Lieutenant Colonel Lucchesi said: “Force packages in NATO need to have the right composition of men and women to increase our operational effectiveness and to protect. For the full scale of multi-domain operations, we need to adopt a 360-degree comprehensive approach. This means that we cannot afford blind spots, and we must make full use of all available means, including the human element. Our most important resource is the human element, so we cannot forget that.”

Lieutenant Colonel Melanie Lake, a combat engineer in the Canadian Army and one of the Deputy Chairs of the NCGP, noted that the committee was “laser-focused on Deterrence and Defence of the Euro-Atlantic and operationalizing the gender perspective in all of NATO’s core tasks.”

She said the NCGP has shifted its focus to enabling deterrence and defence, for instance by examining how it can support force generation, drawing “the best and brightest from across our societies, people from different backgrounds and experiences, for sustained full-scale defence.”

She explained that the four core pillars of the United Nations Security Council Resolution (UNSCR) 1325 – participation, protection, prevention, and relief and recovery – reinforce gender perspective as a “military capability that offers all kinds of military effects and advantages,” which needs to be integrated into MDO and developed across the DOTMLPF (doctrine, organization, training, materiel, leadership and education, personnel, facilities) spectrum.

Lucchesi and Lake highlighted the importance of gender focal points, gender advisors and well-established networking structures. They also stressed the key role of NATO’s lessons learned capability and the exercises directed by the JWC, which allow learning, sharing of best practices and continuous improvement across the Alliance.

The NCGP leaders then spoke on a 2025 report from the Joint Analysis, Training and Education Centre titled “Deep Dive into the Nexus of Gender and Combat Medicine in Ukraine,” which focuses on gender perspectives in combat medicine, providing “recommendations to support the evolution of NATO medical doctrine, enhance interoperability, and strengthen Allied preparedness for the gender dimensions of defence and deterrence.”

Lieutenant Colonel Lake said: “With the prolonged evacuation times that we are seeing for casualties in Ukraine, when people don’t have the right protective equipment, the sort of injuries that might have been more minor when you are able to get people to care within the golden hour, those can become very decisively life-threatening.”

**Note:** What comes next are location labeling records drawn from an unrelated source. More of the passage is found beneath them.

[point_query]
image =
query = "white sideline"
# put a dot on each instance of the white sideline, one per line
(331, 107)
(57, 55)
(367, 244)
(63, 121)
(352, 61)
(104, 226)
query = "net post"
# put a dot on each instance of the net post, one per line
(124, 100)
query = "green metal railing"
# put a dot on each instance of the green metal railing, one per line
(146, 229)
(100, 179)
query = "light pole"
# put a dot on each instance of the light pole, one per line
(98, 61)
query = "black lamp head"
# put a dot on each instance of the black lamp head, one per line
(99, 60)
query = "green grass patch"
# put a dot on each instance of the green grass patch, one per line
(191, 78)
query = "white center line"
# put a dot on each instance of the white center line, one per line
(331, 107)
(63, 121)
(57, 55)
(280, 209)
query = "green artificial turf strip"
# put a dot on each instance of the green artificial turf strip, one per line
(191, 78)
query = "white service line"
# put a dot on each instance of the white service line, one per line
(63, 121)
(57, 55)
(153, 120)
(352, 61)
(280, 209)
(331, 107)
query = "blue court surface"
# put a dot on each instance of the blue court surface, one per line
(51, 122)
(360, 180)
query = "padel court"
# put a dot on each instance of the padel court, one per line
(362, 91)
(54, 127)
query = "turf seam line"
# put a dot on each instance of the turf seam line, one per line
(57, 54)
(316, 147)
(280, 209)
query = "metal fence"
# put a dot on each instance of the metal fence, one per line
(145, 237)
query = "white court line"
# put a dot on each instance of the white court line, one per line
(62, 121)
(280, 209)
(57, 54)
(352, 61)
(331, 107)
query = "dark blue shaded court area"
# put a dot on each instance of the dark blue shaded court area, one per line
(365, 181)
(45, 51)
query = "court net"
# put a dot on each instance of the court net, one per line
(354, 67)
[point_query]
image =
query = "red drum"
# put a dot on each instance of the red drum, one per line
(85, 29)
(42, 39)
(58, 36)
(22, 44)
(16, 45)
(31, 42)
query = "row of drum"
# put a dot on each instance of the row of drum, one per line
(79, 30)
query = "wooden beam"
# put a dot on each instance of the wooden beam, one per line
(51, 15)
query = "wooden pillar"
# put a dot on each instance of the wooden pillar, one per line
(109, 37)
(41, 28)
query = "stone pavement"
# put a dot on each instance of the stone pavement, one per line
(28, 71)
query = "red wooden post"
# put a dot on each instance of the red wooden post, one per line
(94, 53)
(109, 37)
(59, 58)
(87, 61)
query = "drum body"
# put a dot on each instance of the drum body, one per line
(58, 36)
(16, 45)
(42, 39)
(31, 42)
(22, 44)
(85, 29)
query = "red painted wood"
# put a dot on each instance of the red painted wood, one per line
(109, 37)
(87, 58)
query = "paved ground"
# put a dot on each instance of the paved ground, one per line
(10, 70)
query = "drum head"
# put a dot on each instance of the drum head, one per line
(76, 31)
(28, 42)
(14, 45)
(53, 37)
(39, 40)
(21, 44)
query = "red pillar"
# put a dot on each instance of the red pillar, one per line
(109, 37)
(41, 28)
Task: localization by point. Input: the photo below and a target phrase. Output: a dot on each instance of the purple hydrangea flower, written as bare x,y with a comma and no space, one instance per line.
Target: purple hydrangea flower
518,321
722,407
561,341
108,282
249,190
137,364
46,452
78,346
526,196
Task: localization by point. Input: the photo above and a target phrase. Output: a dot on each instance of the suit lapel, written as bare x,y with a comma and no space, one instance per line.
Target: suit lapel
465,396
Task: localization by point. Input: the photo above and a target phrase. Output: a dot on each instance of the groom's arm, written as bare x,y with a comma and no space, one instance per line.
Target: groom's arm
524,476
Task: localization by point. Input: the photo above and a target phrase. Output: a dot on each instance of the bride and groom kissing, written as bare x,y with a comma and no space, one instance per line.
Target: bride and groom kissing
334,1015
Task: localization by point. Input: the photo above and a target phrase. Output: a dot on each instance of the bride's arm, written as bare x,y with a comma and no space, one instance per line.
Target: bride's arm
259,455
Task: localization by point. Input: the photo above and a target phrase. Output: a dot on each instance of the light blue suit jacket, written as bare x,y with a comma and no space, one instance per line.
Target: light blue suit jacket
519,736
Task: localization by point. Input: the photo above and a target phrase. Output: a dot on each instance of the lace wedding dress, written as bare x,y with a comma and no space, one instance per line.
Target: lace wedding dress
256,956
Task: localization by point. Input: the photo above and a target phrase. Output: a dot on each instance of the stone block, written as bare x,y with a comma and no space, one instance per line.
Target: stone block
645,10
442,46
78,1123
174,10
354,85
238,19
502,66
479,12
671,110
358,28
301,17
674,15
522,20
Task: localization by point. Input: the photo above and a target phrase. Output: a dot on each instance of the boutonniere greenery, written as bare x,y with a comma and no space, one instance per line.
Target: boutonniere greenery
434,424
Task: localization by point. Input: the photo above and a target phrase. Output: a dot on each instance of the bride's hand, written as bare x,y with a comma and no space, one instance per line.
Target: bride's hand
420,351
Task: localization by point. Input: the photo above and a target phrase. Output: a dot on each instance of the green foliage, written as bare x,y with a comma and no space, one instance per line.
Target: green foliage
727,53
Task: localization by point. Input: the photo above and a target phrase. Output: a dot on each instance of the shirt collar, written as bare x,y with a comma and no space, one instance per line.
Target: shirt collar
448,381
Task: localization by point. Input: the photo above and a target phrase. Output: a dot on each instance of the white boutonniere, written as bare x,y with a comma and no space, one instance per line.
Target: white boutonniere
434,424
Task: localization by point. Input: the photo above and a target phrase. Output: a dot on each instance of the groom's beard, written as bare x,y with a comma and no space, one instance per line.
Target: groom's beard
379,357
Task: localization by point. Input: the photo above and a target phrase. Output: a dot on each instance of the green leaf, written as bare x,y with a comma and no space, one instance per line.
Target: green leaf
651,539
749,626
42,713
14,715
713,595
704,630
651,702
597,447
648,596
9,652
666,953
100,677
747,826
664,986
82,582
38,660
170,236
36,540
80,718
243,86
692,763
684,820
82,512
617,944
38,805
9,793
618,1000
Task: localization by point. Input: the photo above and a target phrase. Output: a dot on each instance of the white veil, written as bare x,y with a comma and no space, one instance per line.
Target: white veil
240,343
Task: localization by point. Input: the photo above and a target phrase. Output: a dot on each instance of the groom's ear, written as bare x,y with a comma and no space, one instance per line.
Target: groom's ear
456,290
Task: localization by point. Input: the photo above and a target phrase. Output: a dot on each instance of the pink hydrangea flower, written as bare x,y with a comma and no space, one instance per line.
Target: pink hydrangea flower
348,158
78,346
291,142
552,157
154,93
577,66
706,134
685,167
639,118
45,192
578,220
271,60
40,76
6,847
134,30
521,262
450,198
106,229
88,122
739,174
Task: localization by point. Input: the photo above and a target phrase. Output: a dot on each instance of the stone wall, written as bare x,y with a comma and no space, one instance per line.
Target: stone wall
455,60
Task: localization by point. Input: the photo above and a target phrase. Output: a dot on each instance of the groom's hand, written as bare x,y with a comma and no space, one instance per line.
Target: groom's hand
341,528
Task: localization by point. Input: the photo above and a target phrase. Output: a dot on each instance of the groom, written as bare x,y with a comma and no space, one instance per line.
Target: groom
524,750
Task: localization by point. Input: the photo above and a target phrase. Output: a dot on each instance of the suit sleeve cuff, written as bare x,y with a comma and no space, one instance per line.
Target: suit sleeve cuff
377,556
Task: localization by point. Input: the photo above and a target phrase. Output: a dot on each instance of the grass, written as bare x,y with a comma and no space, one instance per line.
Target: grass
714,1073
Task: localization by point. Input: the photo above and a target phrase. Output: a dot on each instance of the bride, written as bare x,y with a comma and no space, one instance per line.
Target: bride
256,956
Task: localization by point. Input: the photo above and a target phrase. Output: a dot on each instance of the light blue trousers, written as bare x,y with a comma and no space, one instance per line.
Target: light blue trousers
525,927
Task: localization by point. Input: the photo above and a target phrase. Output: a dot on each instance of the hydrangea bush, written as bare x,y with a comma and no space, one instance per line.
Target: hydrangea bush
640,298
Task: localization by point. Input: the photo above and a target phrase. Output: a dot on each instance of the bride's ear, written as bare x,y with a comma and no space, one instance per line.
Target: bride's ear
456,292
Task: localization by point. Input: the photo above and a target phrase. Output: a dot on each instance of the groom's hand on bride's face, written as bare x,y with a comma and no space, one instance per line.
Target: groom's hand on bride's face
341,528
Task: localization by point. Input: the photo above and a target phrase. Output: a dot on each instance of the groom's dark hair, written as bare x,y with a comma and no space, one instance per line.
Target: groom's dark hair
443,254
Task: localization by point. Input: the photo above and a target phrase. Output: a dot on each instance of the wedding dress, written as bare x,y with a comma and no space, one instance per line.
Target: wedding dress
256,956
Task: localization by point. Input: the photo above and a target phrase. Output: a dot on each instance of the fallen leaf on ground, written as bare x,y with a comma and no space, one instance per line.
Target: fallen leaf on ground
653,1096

She underlined the importance of personnel having suitable equipment to ensure that women’s and men’s health needs can be met on the front lines.

Gender-responsive leadership

Lieutenant Colonel Lucchesi also highlighted the importance of gender-responsive leadership – a topic discussed in detail in the 2025 edition of the JWC’s warfare journal, The Three Swords: Why NATO Advocates Gender-Responsive Leadership.

“Leadership is fundamental. We are not looking for leadership support. We are looking for leaders to lead,” she said.

Adding to the well-known statement from NATO Secretary General Mark Rutte that NATO is “ready to defend every inch of its territory,” Lieutenant Colonel Lake said: “NATO is a whole lot more than its territory. It is every inch, every person. People are at the centre of every security issue and that is equally applicable inside our organization. Like the way we build and train our teams, there is an inextricable link between how we conduct ourselves internally to how we perform on the battlefield. How cohesive our teams are, how inclusive, how disciplined and trustworthy … not only do [these things] enable success on the battlefield, but they are critical to enabling the legitimacy of our operations.”

Lake added: “We are operating more and more in complex urban environments, and things like trust and legitimacy and influence can be more decisive than manoeuvre and firepower.”

Lieutenant Colonel Lucchesi concluded by saying that the NATO Policy on Women, Peace and Security is a force multiplier for the Alliance.

Gender perspective and the NCGP’s work enhance NATO’s operational effectiveness and overall efforts to achieve gender equality, while simultaneously underscoring the Alliance’s shared values of individual liberty, democracy, human rights and the rule of law.